MONITORING (SW) The former vice president of Afghanistan, Sarwar Danish and 13 family members have arrived in New Zealand after the Government granted them resettlement.

The Stuff reported that that Sarwar Danish – the second vice president in the administration of Afghanistan’s former president, Ashraf Ghani – flew into Auckland around Christmas with his wife, two sons and three daughters.

Sources say two of Danish’s daughters and one of his sons brought their spouses, and four children between them.

Associate immigration minister Phil Twyford confirmed that “Sarwar Danish and his family have been given safe haven in New Zealand”.

Danish, a member of Afghanistan’s ethnic Hazara minority, fled Kabul for Turkey along with other senior officials on August 16, shortly after the Taliban entered the capital.

Speaking to Stuff this week from an MIQ hotel, one of his family confirmed that Danish and his family members had arrived in New Zealand from Turkey.

Stuff contacted Danish at another MIQ hotel, however he speaks limited English and was not able to answer questions.

The arrival of Danish and his family comes after Immigration Minister Kris Faafoi ruled out reopening resettlement applications for Afghans who worked with New Zealand during the war in Afghanistan – some of whom are at risk of reprisals from the Taliban.

The Government announced the resettlement process after the Taliban seized power, but applications were closed on August 25.

Prime Minister Jacinda Ardern said the Government was considering offering help to a broader group of Afghans to reside “elsewhere”, the first confirmation it might take more refugees from Afghanistan.

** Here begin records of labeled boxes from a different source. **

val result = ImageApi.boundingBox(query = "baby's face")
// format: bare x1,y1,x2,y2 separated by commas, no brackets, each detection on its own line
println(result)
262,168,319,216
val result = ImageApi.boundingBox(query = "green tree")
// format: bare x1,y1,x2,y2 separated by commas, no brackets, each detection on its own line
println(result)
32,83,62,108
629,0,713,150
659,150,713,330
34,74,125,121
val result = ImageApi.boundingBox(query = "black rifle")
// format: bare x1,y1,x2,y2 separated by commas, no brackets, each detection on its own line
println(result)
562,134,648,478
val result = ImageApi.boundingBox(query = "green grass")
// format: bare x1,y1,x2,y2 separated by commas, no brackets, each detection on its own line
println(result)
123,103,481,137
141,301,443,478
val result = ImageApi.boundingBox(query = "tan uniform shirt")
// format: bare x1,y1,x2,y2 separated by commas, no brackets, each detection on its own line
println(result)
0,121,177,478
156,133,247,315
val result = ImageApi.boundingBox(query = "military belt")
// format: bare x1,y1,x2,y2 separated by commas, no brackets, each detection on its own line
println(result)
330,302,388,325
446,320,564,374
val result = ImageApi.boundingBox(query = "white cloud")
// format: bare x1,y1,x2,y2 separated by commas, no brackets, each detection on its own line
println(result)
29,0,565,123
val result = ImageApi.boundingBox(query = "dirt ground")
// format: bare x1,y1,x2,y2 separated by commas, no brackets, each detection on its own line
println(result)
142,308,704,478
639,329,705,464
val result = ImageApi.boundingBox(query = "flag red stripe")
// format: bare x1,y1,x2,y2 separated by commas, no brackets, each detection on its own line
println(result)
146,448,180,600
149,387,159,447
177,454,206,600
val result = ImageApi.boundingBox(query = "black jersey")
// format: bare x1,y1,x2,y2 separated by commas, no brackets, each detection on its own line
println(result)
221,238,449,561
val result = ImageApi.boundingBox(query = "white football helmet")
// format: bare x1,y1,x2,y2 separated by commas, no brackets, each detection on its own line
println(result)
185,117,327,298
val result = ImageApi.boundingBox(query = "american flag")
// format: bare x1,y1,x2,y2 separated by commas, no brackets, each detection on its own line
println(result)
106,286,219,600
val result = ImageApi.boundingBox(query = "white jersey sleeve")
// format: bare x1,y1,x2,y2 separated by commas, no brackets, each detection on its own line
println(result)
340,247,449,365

The decision to accept the former vice-president and 13 family members has provoked confusion and anger among local Afghans that Stuff has spoken to, including a number who served with the New Zealand Defence Force.

An Afghan member of the New Zealand SAS unit based in Kabul from 2009-2012 said Afghans who worked with the NZDF should have been prioritised for resettlement – not people like Danish, who he said shared responsibility for the collapse of Afghanistan’s government.

“It’s very frustrating that someone from the corrupt leadership of Afghanistan – with zero connection to New Zealand – has been resettled in this country, when people who directly supported the New Zealand SAS have been left behind,” he said.

“He was already safe in Turkey, so it would be hard to understand if Kiwi taxpayers are paying for Danish and his family to start a new life in New Zealand.”

Other Afghans with links to the New Zealand SAS told Stuff that Colonel Abdul Ghaffar Hotak, the former deputy commander of the Afghan government’s Crisis Response Unit, which the SAS trained and fought with from 2009-2012, had been recently killed by the Taliban.

One Afghan described Hotak as a highly professional and trustworthy officer who worked closely with SAS troopers and was “a very noble person.”

He said it was “shameful and disgraceful” that Danish and his family members had been resettled in New Zealand when men like Hotak had been abandoned.

In his statement, Twyford said that Danish’s position on human rights was a factor in his admission to New Zealand.

Twyford said the Government had provided safe haven to around 200 Afghans whose lives were at extreme risk from the Taliban. That included female judges, journalists, human rights workers, NGO leaders, women’s rights advocates, LGBTQI, “and some politicians who stood up for human rights like Sarwar Danish”.

Tens of thousands of Afghans who fled Kabul as the Taliban took over are currently in countries without visas to stay there. Twyford said that some of the Afghans who New Zealand has supported had come from third-party countries where they had no visas allowing them to stay.